Nervös fiel mein Blick auf den Braunhaarigen, der langsam auf uns zu kam und dabei lachend in Dados Armen gehalten wurde, während ich überlegte, ob er wieder ein Stück größer geworden war. Schließlich war er schon wieder etwas länger her, dass wir uns gesehen hatten. Wahrscheinlich war das letzte Mal kurz vor Weihnachten gewesen, so richtig konnte ich mich aber nicht mehr erinnern. Nachdem Manu endgültig zu seinem Vater nach Texas gezogen war, schien es doch eine schwerere Aufgabe zu sein, Kontakt zu halten. Viel schwerer, als ich gedacht hatte. Besonders da das Senior Year uns allen unglaublich viel Zeit kostete. Zeit, die für uns wertvoll gewesen wäre. Obwohl Manu neben der Schule nicht mehr arbeiten und sich um den Haushalt kümmern musste, schien seine freie Zeit nicht mehr zu werden. Er arbeitete weiterhin hart daran, auf ein gutes College zu kommen und Arzt zu werden, während er nebenbei für seinen Traum viel zu viele Kurse annahm. Wieder einmal gewann er seinen Schülersprecherposten, spielte im Chor, im Theater und versuchte seine Musikkarriere durch Patricks Unterstützung aufrecht zu erhalten.
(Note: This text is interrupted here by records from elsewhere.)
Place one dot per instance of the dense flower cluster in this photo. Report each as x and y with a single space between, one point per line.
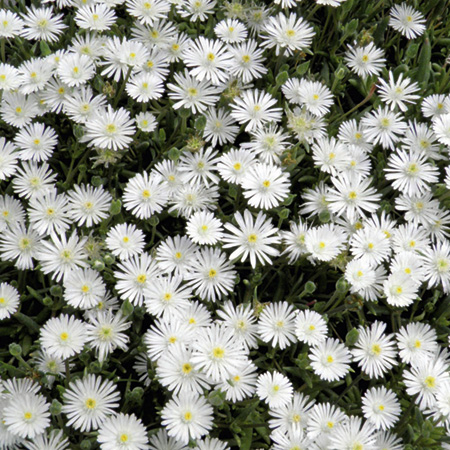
221 229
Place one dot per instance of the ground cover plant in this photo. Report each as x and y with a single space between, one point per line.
224 225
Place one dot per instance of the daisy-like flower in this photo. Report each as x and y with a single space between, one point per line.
234 165
218 352
353 434
366 60
220 127
125 240
325 242
210 274
26 415
241 320
63 336
76 69
323 418
406 20
352 196
397 93
42 24
310 327
253 238
32 179
11 25
83 288
410 172
274 388
293 416
191 93
425 379
89 205
330 155
48 213
144 195
9 300
176 254
61 255
208 59
21 245
36 142
255 108
287 33
110 129
276 324
400 289
384 127
247 62
436 264
134 276
203 228
241 384
87 402
55 440
265 186
95 17
200 166
187 416
416 341
375 351
316 97
148 11
330 360
381 407
231 31
145 87
106 332
166 295
123 430
177 373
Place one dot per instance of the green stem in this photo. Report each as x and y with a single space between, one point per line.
122 87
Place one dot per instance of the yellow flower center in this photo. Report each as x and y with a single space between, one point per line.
141 278
218 352
90 403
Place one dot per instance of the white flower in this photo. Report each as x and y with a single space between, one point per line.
375 351
381 407
134 276
63 336
125 240
105 332
210 274
330 359
265 186
144 195
123 431
416 341
255 108
26 415
253 239
110 129
408 21
9 300
276 324
397 93
366 60
187 416
87 402
310 327
61 255
218 352
274 388
287 33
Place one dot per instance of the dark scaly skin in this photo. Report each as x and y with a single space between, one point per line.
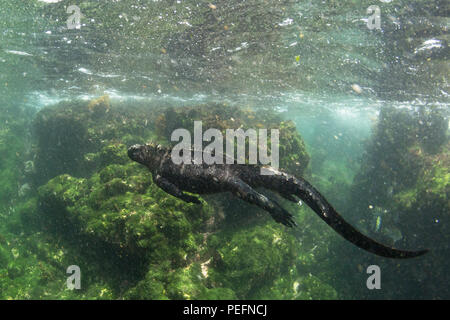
241 181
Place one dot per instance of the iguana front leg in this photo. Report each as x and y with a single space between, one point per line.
172 189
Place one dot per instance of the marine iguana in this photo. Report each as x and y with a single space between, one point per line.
241 179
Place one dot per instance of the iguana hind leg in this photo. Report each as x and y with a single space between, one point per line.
248 194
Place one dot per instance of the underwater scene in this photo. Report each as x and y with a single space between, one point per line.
228 149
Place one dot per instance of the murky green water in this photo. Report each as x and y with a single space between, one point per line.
362 113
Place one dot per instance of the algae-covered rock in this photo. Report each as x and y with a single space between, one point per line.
292 151
250 258
110 215
121 206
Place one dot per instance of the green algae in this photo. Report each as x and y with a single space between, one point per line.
131 239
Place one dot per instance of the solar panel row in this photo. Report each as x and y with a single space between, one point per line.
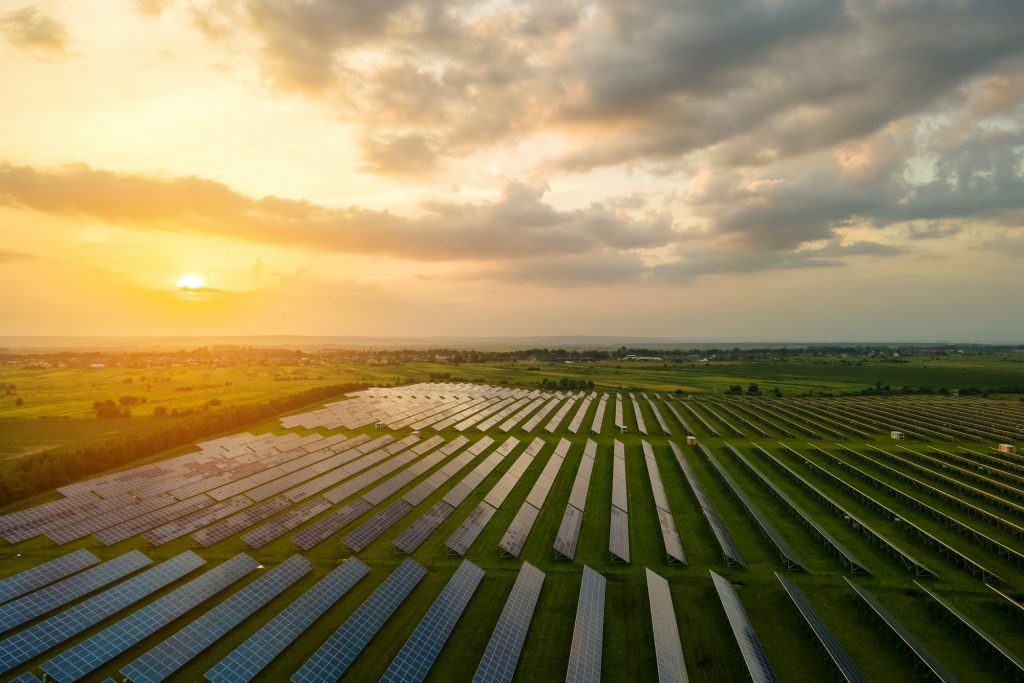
568 530
588 632
340 650
249 658
502 654
757 662
828 641
668 649
768 530
725 542
515 537
670 534
161 662
848 559
285 522
619 530
86 656
418 654
47 634
326 526
16 612
44 573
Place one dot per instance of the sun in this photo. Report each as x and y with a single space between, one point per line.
190 281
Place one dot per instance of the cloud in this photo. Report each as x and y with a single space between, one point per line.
34 32
518 224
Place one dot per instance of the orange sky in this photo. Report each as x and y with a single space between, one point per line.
778 170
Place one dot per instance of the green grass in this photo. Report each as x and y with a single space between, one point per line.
708 644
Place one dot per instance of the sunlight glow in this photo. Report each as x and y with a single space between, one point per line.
190 282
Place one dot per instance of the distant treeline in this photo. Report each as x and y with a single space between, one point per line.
27 476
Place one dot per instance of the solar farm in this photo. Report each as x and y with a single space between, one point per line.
458 531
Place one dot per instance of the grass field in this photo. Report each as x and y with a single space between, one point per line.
710 650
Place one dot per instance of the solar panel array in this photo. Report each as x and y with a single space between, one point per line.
619 531
641 425
757 662
161 662
668 649
602 404
464 537
86 656
1012 662
768 530
285 522
340 650
518 530
909 641
729 550
418 654
47 634
828 641
16 612
323 528
249 658
44 573
502 654
670 534
568 530
588 633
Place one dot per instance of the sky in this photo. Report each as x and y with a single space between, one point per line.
748 170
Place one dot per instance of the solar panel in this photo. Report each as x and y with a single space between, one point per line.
588 633
199 519
464 537
283 523
907 638
56 595
133 526
237 523
788 555
42 636
518 530
371 529
835 649
750 645
417 532
249 658
345 644
1012 662
418 654
668 649
91 653
44 573
502 654
323 528
162 660
725 542
619 535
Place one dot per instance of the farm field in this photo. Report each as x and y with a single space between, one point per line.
941 509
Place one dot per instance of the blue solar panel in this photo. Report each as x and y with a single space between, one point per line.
161 662
418 654
86 656
502 654
340 650
40 637
249 658
44 573
56 595
588 634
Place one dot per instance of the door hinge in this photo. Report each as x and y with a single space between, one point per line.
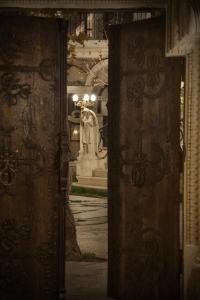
181 262
62 294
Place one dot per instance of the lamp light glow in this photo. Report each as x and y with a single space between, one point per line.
86 97
93 98
75 98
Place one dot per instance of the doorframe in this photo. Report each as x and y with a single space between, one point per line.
186 44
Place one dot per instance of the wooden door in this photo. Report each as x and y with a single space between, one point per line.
32 154
143 165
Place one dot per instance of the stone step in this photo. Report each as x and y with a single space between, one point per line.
99 172
92 181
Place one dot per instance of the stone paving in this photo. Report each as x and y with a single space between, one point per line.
91 224
88 280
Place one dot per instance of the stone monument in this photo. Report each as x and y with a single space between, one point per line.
90 169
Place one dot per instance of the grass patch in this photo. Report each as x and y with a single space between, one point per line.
87 192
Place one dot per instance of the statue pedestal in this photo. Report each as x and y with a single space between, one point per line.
92 172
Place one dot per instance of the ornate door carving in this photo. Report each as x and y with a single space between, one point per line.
32 153
143 164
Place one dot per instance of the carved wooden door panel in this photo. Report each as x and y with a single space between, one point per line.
143 164
32 150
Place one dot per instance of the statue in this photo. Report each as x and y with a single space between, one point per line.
89 134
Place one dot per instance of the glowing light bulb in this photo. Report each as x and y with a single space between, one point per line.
93 98
75 97
86 97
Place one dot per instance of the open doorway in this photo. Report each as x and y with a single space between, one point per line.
88 75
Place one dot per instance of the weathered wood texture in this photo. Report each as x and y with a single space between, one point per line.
32 151
144 155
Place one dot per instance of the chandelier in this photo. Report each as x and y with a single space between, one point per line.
84 101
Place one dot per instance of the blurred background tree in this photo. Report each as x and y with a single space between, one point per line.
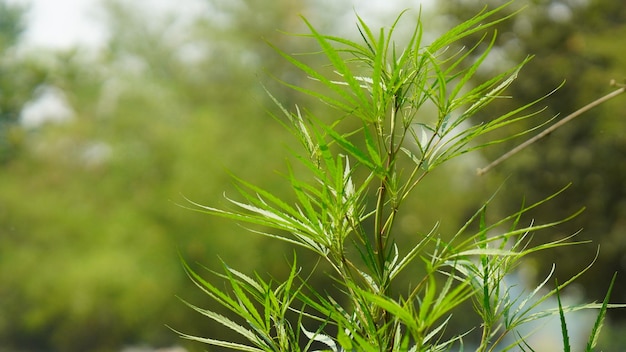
89 226
581 43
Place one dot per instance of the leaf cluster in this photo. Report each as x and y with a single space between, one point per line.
389 91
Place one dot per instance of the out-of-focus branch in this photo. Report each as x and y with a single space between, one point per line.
560 123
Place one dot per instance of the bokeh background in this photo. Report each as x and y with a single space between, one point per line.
101 140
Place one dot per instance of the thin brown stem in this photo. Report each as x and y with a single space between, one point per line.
551 129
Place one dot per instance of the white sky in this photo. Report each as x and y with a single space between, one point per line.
65 23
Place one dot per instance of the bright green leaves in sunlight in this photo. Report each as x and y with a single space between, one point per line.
400 111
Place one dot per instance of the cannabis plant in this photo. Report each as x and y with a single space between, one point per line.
401 112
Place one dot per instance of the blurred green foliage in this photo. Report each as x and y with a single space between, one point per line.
581 43
90 229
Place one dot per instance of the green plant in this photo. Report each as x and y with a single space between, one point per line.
382 144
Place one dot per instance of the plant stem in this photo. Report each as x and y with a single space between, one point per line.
549 130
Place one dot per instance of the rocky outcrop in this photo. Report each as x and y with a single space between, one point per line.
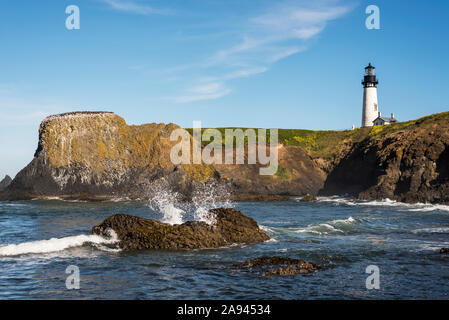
5 182
96 155
308 198
285 266
407 162
231 226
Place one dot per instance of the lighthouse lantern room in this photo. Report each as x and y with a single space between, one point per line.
370 106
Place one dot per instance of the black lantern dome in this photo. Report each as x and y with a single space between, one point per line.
369 80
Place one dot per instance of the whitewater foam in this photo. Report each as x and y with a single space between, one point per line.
60 244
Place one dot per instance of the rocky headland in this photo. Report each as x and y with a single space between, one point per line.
96 155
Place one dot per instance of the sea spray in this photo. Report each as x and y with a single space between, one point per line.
165 200
210 196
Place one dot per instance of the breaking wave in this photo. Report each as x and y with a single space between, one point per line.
420 207
339 226
176 211
61 244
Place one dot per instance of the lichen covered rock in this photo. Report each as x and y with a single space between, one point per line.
231 226
285 266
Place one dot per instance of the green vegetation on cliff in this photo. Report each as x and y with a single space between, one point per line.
326 144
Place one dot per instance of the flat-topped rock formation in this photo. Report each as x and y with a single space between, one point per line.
230 227
96 155
5 182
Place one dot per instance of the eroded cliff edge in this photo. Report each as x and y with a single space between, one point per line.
96 155
407 162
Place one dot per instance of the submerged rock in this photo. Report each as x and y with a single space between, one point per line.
287 266
308 198
231 226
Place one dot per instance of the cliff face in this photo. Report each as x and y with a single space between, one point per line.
96 155
5 182
408 162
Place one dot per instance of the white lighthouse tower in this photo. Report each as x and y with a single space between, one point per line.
370 107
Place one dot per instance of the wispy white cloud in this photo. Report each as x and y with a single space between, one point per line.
206 91
134 7
282 31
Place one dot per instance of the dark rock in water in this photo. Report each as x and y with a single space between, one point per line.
308 198
5 182
287 266
136 233
407 162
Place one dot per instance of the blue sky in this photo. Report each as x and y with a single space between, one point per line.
251 63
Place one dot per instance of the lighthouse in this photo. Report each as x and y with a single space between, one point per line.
370 107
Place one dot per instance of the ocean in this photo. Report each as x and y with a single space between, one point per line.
40 239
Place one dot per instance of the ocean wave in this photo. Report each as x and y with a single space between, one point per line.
419 207
432 230
338 226
60 244
169 203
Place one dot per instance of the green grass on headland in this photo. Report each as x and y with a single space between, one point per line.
325 143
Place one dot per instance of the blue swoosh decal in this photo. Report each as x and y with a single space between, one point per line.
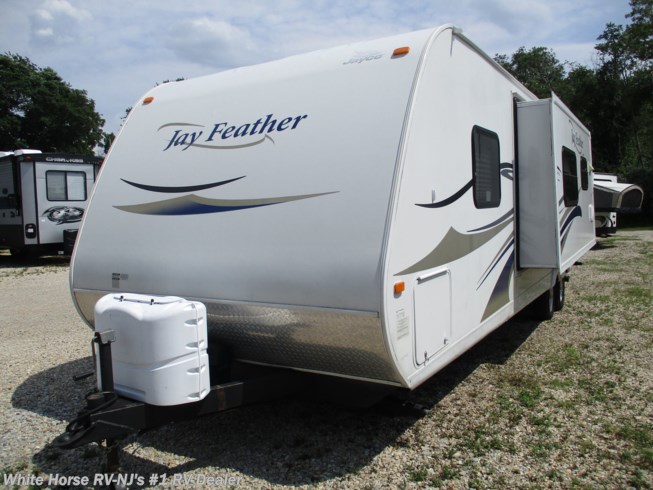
189 188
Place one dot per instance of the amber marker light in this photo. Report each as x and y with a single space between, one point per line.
401 51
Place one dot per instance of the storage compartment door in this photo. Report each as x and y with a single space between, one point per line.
432 300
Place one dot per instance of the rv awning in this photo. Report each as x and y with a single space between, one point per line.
617 196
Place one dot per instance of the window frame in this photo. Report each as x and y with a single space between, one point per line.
569 180
584 174
66 174
492 173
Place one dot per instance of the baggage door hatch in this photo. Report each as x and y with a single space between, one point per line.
432 303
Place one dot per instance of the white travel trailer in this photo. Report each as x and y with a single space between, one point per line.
42 199
612 196
366 212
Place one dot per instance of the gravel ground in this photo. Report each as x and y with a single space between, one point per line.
560 404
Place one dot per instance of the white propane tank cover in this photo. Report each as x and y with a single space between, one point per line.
159 355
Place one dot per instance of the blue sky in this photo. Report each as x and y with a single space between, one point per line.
118 49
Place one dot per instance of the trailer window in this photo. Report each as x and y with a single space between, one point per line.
65 186
569 177
486 168
584 174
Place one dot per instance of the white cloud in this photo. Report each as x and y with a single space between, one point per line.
118 49
213 42
55 21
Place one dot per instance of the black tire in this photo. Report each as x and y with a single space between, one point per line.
559 294
543 307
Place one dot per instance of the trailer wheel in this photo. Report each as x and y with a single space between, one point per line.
559 294
543 307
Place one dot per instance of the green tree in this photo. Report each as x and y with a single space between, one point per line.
538 68
40 110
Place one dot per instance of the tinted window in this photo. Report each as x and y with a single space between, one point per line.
486 168
569 177
65 186
584 174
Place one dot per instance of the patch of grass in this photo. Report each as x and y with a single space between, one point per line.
481 441
638 295
530 396
569 357
640 438
418 474
445 474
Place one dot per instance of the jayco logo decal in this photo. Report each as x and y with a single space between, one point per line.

Und wenn er mal die Zeit fand, seine Heimat zu besuchen, besuchte er sie meist nur um seine Mutter zu sehen, die weiterhin ziemlich zufrieden in einer Anstalt lebte.
Auch wenn ich all das nachvollziehen konnte, genauso wie seine Entscheidung in Texas zu bleiben, war es nicht leicht zu sehen, wie mein eigentlich bester Freund ein ganz eigenes Leben aufbaute, in dem ich viel weniger vorkam.
"Er würde dich niemals aus seinem Leben streichen, Micha. Das weißt du genauso gut wie ich.", hatte Dado mir vor ein paar Monaten versichert, als ich meine Gedanken dazu zum ersten Mal geäußert hatte. Und mir war dies bewusst. Trotzdem ließen mich die Zweifel aber nicht los, besonders weil ich seit diesem einen Tag nie aufgehört hatte, zu denken, dass Manu seinen Freiraum brauchte. Von seiner Heimat. Seiner alten Schule. Seinen alten Freunden. Alles Dinge, die ihn an den Schmerz erinnerten, den er verspürt haben musste.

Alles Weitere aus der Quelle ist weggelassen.